With cool temperatures through much of the autumn, alarmists warn of an impending cold winter, and I’ll admit that I’m at least a bit concerned that this forecast could occur. There is no doubt that winter temperatures have warmed over the past several decades, and now my garden is chock full of treasures that would have been highly questionable when I first began to garden.
The abrupt change from temperatures in the upper sixties last week to twenties and thirties (and snow, ice, and whatever) is inconsequential as far as the garden is concerned, though this gardener much prefers to be prowling about in shorts and shirt sleeves. Foul weather is forecast for several days, though none is expected to be extreme, and of course by this time of the season plants are well adapted to the cold.
In this garden no plants will be protected through the winter, except for the double dose of repellent that was sprayed on many evergreens in early November to ward off deer. A year ago this was neglected, with predictable results. Azaleas, aucubas, and camellias were nearly stripped bare, so the lesson was learned, and this autumn was spent more productively.
I’ve seen no substantial benefit from wrapping evergreens to protect them from winter winds, and mostly I can imagine the difficulty in wrapping and unwrapping that is enough to dissuade me. I figure that the branches broken in this process are more damage than is done by winter’s cold, and rarely have I seen any cold damage in the past few decades, even to plants that have been stretched a zone north of their dependable cold hardiness.
The long Thanksgiving weekend was spent cleaning up the piles of leaves that are dumped onto the garden from the dozens of trees that I’ve planted, and the maples and tulip poplars from the forest that borders the garden. In years past I’ve been satisfied to do this chore a bit at a time, and the deepest piles have often been left until February or March, or whenever I can get around to it when the weather is suitable. Despite my anxiousness for getting out in the garden in late winter, I find little motivation to accomplish much of anything until it absolutely must be done, or else.
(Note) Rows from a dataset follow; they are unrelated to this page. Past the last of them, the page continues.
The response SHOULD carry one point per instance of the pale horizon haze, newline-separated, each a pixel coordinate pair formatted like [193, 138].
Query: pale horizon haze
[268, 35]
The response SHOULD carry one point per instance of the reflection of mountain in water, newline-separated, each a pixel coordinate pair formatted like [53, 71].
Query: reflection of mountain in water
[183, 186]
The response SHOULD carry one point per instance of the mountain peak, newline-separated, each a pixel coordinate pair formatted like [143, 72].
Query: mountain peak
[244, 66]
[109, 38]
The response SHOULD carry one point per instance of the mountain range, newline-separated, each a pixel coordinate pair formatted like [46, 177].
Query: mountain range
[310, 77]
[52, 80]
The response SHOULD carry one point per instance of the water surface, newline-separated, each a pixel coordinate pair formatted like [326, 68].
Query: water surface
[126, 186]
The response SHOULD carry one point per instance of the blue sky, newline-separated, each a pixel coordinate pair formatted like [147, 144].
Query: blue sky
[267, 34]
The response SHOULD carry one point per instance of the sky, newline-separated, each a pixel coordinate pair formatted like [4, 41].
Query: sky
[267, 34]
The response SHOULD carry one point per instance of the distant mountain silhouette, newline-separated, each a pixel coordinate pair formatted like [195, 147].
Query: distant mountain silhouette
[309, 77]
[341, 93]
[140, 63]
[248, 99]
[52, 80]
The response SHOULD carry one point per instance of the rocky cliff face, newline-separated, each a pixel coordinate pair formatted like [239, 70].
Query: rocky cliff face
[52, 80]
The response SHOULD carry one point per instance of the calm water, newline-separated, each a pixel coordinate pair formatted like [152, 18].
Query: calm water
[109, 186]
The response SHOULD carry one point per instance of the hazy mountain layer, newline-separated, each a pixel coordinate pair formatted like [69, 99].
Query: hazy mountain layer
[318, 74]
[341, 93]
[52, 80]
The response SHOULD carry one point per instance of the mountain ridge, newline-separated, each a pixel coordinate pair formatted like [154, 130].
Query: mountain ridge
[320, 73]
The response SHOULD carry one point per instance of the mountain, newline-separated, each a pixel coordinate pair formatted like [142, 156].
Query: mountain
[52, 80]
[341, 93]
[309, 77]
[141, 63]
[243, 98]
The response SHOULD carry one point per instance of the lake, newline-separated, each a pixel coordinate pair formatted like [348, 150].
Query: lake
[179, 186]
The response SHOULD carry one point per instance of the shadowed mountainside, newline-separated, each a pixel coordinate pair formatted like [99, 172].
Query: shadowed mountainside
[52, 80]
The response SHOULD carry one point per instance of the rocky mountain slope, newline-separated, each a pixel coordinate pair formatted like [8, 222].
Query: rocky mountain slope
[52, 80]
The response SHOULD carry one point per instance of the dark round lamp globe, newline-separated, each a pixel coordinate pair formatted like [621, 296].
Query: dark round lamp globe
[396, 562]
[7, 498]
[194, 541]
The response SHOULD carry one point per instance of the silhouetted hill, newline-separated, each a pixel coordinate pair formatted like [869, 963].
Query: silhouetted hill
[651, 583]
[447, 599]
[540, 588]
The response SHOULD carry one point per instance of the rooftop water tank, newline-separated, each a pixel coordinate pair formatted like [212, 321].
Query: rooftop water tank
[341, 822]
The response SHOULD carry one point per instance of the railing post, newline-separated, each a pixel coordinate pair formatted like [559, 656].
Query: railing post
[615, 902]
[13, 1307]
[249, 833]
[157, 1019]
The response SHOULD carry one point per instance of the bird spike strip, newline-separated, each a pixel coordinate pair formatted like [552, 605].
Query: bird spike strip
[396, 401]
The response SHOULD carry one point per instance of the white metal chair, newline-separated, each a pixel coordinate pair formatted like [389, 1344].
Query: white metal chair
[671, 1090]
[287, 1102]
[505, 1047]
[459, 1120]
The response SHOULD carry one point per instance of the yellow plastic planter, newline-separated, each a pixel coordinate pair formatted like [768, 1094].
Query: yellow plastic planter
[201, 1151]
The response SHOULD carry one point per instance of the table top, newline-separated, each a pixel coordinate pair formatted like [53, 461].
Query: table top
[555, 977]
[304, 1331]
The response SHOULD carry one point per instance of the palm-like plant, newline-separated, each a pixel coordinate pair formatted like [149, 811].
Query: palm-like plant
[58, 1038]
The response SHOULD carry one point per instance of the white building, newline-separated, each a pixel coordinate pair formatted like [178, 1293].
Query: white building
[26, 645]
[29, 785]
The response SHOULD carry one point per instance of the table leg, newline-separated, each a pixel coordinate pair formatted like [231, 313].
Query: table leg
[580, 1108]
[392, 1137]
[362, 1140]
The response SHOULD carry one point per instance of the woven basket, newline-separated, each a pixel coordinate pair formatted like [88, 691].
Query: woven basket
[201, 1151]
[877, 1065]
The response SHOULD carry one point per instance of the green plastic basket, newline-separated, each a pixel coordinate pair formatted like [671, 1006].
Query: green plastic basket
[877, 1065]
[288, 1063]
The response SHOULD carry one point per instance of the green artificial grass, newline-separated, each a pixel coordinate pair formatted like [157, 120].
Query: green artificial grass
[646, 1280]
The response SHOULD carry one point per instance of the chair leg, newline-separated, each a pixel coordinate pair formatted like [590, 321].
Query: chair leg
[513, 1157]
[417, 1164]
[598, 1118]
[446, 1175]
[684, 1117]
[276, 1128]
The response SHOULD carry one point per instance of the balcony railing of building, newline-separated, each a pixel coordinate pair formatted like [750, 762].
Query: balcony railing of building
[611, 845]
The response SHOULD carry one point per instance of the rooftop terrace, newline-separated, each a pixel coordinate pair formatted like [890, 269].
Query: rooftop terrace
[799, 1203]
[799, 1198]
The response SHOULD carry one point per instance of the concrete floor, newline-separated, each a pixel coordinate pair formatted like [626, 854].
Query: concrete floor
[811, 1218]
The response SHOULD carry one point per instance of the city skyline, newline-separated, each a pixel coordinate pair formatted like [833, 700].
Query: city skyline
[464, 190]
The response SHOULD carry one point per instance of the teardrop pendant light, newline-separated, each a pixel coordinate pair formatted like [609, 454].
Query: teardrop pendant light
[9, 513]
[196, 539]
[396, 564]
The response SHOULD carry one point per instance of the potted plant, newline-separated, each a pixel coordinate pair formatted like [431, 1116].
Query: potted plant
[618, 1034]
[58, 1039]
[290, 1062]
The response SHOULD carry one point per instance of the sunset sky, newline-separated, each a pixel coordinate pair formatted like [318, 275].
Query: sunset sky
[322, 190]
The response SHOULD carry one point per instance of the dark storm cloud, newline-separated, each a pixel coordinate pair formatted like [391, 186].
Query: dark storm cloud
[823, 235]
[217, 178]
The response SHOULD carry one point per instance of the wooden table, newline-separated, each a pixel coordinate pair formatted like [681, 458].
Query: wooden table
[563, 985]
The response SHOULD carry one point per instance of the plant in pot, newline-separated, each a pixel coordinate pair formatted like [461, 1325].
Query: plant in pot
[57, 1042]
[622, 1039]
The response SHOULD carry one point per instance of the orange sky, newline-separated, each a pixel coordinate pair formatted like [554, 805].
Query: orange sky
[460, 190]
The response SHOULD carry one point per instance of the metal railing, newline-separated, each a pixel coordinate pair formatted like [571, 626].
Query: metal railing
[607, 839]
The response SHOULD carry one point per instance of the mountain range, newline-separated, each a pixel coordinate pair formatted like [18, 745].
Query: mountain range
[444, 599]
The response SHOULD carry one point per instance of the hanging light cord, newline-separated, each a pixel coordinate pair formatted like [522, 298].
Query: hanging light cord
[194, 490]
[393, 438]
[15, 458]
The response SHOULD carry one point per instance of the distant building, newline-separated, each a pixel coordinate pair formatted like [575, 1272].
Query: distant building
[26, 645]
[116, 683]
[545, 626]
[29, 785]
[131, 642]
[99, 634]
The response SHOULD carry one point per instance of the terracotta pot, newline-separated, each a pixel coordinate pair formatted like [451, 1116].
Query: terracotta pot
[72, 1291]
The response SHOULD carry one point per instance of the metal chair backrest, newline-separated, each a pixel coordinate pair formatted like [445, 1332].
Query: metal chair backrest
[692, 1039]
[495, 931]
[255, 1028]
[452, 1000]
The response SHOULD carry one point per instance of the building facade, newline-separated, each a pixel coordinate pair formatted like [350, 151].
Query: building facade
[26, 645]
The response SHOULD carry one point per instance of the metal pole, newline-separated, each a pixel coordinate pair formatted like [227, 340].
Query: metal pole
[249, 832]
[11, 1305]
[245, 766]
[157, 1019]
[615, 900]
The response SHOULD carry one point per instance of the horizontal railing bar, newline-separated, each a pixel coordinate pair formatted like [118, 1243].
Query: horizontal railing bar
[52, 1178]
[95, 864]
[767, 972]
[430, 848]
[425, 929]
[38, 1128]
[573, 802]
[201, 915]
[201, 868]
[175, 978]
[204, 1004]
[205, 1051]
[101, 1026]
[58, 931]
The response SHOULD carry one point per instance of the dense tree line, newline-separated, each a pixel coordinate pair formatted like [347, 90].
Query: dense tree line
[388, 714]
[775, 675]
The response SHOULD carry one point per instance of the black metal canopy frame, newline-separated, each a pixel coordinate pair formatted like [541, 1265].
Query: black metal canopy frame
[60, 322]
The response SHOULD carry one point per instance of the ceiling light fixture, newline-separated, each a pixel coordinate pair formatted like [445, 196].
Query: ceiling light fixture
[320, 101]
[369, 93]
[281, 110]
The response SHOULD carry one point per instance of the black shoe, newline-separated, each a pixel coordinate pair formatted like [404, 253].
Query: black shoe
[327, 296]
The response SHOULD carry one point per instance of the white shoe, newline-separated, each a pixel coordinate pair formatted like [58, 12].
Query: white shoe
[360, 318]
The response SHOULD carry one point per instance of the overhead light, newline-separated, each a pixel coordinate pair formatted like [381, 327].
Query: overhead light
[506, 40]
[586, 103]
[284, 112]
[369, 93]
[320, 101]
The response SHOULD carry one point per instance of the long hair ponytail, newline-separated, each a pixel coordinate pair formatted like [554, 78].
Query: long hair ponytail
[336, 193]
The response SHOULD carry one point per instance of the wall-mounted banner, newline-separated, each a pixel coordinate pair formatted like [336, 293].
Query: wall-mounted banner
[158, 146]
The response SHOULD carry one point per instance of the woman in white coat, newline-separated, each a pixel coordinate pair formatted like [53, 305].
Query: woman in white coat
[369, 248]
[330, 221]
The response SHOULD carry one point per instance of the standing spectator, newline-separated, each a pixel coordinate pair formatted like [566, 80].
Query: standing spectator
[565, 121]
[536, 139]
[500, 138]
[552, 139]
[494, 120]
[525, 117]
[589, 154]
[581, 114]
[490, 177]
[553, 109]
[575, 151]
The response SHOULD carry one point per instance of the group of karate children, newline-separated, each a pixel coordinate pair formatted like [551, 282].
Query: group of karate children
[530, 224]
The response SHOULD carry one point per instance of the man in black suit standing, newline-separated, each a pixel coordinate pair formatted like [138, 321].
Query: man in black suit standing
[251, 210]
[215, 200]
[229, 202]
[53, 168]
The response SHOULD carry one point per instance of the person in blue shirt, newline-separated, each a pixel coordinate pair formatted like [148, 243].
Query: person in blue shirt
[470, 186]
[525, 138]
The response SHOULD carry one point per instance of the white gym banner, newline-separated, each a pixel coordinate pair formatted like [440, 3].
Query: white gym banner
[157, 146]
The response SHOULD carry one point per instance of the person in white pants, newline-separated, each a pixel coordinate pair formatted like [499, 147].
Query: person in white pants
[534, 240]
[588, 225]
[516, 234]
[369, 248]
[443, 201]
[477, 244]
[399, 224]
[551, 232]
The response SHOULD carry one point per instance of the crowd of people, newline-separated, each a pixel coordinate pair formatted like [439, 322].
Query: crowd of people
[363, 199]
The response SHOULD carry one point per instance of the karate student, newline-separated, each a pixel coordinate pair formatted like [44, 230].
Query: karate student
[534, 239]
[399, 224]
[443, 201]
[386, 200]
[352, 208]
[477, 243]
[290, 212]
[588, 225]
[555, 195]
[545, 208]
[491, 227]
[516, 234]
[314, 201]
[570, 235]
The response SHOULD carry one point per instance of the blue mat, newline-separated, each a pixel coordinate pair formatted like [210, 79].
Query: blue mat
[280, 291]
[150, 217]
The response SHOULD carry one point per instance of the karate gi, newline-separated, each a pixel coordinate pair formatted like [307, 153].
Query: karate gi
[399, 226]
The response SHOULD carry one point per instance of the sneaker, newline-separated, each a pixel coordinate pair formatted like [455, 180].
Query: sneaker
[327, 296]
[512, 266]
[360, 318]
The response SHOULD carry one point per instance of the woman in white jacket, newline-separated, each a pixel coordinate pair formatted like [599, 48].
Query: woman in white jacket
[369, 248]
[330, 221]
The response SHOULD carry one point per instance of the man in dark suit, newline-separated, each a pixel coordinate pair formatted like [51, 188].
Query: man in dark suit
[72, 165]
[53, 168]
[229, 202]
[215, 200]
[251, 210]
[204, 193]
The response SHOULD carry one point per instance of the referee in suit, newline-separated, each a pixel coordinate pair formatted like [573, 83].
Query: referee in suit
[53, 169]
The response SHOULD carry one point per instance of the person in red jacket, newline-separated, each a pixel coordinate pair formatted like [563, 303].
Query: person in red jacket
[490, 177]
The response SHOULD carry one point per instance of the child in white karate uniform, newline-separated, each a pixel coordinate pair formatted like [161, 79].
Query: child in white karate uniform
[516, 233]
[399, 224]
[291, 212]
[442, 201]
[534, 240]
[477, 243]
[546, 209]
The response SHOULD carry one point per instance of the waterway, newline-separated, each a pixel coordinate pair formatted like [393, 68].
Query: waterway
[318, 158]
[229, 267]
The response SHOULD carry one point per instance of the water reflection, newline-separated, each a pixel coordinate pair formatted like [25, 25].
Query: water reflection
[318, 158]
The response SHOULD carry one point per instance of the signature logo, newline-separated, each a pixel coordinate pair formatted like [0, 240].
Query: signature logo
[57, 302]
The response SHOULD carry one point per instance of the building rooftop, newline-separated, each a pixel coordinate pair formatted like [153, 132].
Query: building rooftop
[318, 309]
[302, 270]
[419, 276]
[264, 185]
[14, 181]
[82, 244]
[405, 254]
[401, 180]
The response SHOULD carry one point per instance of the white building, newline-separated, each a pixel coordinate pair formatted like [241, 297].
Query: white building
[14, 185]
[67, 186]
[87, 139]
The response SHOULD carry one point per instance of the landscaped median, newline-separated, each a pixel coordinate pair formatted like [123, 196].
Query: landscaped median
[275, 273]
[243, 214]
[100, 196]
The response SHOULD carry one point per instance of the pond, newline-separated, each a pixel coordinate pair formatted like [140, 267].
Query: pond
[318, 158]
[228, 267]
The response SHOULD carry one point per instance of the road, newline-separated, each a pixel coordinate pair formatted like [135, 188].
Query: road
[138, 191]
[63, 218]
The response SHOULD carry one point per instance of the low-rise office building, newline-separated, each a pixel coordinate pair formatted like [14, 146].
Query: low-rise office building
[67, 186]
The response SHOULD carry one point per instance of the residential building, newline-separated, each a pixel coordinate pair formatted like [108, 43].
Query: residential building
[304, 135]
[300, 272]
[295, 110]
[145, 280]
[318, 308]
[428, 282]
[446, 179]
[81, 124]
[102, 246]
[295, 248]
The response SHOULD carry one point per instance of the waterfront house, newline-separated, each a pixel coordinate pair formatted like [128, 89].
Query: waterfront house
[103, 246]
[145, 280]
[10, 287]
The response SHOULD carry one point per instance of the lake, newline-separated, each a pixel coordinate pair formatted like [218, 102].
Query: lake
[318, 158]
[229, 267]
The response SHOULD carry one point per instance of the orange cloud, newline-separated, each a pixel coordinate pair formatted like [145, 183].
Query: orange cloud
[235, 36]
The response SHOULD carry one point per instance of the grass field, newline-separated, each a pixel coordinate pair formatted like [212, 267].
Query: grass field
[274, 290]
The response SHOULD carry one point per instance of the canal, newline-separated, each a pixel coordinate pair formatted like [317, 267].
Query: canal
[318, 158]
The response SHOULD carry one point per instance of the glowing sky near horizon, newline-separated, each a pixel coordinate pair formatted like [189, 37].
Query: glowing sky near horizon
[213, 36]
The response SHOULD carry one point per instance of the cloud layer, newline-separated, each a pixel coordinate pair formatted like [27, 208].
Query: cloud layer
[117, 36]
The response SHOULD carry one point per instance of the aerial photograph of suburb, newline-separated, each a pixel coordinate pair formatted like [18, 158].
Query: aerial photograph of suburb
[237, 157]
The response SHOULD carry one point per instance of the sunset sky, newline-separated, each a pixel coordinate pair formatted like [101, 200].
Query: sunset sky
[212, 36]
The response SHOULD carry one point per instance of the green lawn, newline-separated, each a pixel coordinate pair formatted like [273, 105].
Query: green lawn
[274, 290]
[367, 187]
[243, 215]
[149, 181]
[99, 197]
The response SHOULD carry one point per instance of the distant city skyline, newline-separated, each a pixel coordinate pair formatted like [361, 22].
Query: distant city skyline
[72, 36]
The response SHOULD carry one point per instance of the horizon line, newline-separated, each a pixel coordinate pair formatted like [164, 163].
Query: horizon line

This year I resorted to more mechanical means to pick up and shred the leaves, and though I was bone tired at the end of two long days, most of the task has been completed. Much of the garden is now covered by a thick layer of finely shredded leaves which could be helpful to diminish the crop of winter weeds that have been so pervasive in recent years. By late spring the leaves will decay, but this layer of compost helps so that no additional fertilizer is required.
I suppose that the shredded leaves provide some added benefit in maintaining soil temperature and moisture through the winter, but warmer winters have made this less of a concern, and I see little reason that temperatures will suddenly plunge far below what we’ve experienced in recent decades.